A vast separation of the hearts and minds of Americans is painfully obvious in current social media. Fueled by ideologies that appear to be backed by enormous wealth, with little or no concern for the masses — that would be you and I — separate us from each other and our planet.

It is as if we’ve reached the Y in the road.

It’s natural to wall off one’s wealth from thieves, excessive taxes, and mismanagement. I’ve always said that massive wealth most usually comes from hard and stress-inducing work, or luck (inherited), or criminal behavior. Not all those with unimaginable wealth are bad people. Many make it a point to benefit others in whatever way they can. But then there are those who are the point of Matthew 19:24, “Again I tell you, it is easier for a camel to go through the eye of a needle than for a rich person to enter the kingdom of God.”

It’s natural to pal around with others in your financial class. Henceforth, the living in a bubble analogy.

Do the kings and prince’s of Saudi Arabia spend time with the aborigines of Australia? Do the captains of industry in the western world hang with the indigenous of the American continents? Do the Russian oligarchs hang with the Aleuts and Inuits of the Arctic regions? And so on. Probably not.

Wealth and power can put heroin addiction to shame.

Wealth and power can correct social and planetary imbalances, or tip the balance to unsustainable levels.

This is where the masses come in. This is where dignity, wisdom, far-reaching vision and compassion comes in. This is where touching the earth and finding one’s connection to it comes in.

For instance, Henry Huntington, the Arctic Science Director at Ocean Conservancy, in Eagle River, Alaska, has applied Traditional Ecological Knowledge (TEK) to his study of beluga whales in the Arctic. He explained to journalist Jim Robbins for a Yale Environment 360 report, “Native Knowledge: What Ecologists are Learning from Indigenous People,” that when he interviewed Inuit elders to learn more about beluga whales and how they might respond to climate change, he was surprised at how the elders explained an increase in beaver population, “which had reduced spawning habitat for salmon, other fish which meant less prey for the belugas and so fewer whales,” Robbins wrote.

“It was a more holistic view of the ecosystem. It would be pretty rare for someone studying belugas to be thinking about freshwater ecology,” Huntington said in the report.

It is all interconnected. It’s the touching, observing, respecting and living with nature that can bring anyone into a more compassionate view of the world.

The late Edward Abbey warned in his 1968 book, Desert Solitaire, “If industrial man continues to multiply his numbers and expand his operations, he will succeed in his apparent intention, to seal himself off from the natural and isolate himself within a synthetic prison of his own making.”

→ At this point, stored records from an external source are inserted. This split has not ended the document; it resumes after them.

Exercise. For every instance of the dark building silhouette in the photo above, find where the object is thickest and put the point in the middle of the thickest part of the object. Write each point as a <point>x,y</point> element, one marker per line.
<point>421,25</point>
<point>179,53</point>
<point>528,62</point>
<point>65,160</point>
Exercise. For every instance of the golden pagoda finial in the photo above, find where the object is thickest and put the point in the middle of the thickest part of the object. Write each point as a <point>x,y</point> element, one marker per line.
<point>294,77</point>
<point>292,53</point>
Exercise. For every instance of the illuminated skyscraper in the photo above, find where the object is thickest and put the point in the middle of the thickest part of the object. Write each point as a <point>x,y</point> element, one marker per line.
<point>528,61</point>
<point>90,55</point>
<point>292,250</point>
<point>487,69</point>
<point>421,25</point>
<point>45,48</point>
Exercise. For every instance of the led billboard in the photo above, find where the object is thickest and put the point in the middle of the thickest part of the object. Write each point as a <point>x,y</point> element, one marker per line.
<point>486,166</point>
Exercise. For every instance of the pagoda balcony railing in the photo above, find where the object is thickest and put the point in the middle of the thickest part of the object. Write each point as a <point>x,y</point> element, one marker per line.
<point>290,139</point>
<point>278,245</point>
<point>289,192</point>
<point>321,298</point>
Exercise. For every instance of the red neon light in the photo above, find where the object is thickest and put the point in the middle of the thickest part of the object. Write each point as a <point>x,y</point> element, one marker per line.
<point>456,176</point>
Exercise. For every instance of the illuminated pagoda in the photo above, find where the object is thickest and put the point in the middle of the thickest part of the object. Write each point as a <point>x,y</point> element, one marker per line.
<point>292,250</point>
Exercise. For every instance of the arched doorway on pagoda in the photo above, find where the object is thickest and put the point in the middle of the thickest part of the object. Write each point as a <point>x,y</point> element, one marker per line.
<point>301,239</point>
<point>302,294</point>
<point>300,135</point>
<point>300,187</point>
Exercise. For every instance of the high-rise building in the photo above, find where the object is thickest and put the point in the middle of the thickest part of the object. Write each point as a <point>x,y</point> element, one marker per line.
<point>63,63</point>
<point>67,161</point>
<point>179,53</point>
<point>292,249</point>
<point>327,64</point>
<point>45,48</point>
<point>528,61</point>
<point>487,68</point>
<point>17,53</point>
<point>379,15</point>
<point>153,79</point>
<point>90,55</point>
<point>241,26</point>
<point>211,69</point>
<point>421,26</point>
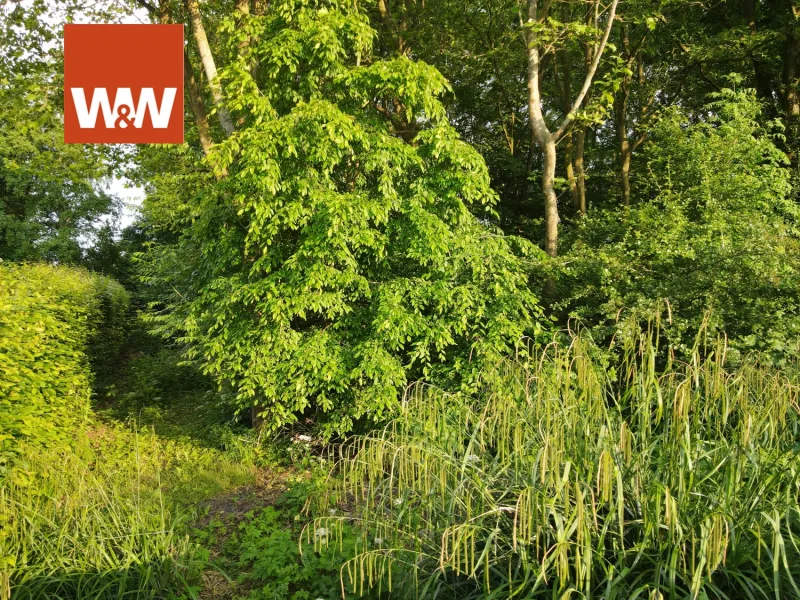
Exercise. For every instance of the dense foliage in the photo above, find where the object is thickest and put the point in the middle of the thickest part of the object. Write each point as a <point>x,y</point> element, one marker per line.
<point>714,242</point>
<point>55,323</point>
<point>377,197</point>
<point>563,480</point>
<point>338,259</point>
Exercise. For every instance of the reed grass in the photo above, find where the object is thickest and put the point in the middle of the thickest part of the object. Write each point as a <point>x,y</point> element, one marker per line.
<point>105,523</point>
<point>567,480</point>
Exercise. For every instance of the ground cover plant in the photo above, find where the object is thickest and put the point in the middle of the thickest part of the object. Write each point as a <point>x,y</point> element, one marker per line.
<point>388,220</point>
<point>564,479</point>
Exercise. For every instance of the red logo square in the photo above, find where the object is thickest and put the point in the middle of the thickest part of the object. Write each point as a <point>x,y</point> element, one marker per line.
<point>123,84</point>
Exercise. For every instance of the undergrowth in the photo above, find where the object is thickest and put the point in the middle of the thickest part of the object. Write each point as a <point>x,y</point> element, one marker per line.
<point>566,480</point>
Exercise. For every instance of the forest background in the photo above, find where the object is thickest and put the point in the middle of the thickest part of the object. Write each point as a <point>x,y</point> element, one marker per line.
<point>588,206</point>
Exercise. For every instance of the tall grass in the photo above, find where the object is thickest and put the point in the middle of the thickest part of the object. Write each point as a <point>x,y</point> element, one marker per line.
<point>101,524</point>
<point>565,480</point>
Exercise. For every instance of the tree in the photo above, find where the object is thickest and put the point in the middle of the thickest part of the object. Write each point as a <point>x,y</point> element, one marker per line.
<point>338,258</point>
<point>51,194</point>
<point>712,242</point>
<point>539,41</point>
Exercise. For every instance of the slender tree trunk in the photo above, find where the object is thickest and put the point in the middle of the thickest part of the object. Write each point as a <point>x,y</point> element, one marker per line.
<point>791,94</point>
<point>209,66</point>
<point>551,217</point>
<point>196,105</point>
<point>621,125</point>
<point>569,159</point>
<point>580,172</point>
<point>544,138</point>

Here we are 50 years later, and not only are synthetic materials robbing our oceans of life, but impacting ours, as well. Idolization of synthetic reality television stars, synthetic foods and clothing, and Teflon tales of those different from you and I, make us retreat into the safety of our own prison walls.

I’m not a harbinger of doom and gloom. I honor challenge and opportunity. And if ever there was a time to connect with nature, it is now. The challenge is to find our peace of mind so that we can stand for what we know to be good on this planet. It is an opportunity to grow within the heart and wisdom — adding to the infinite force of compassion.

Albert Einstein, said, “A human being is a part of the whole called by us ‘universe’…” I love the potential of this quote. It inspires one to work toward what to do as we reach the Y in the road. Does one side of our populace bear to the right and the other left, or do we plow right through the separation and head straight up the middle? Nature has the answers. This is why I believe it imperative that we reconnect with nature and reconnect with our commonalities.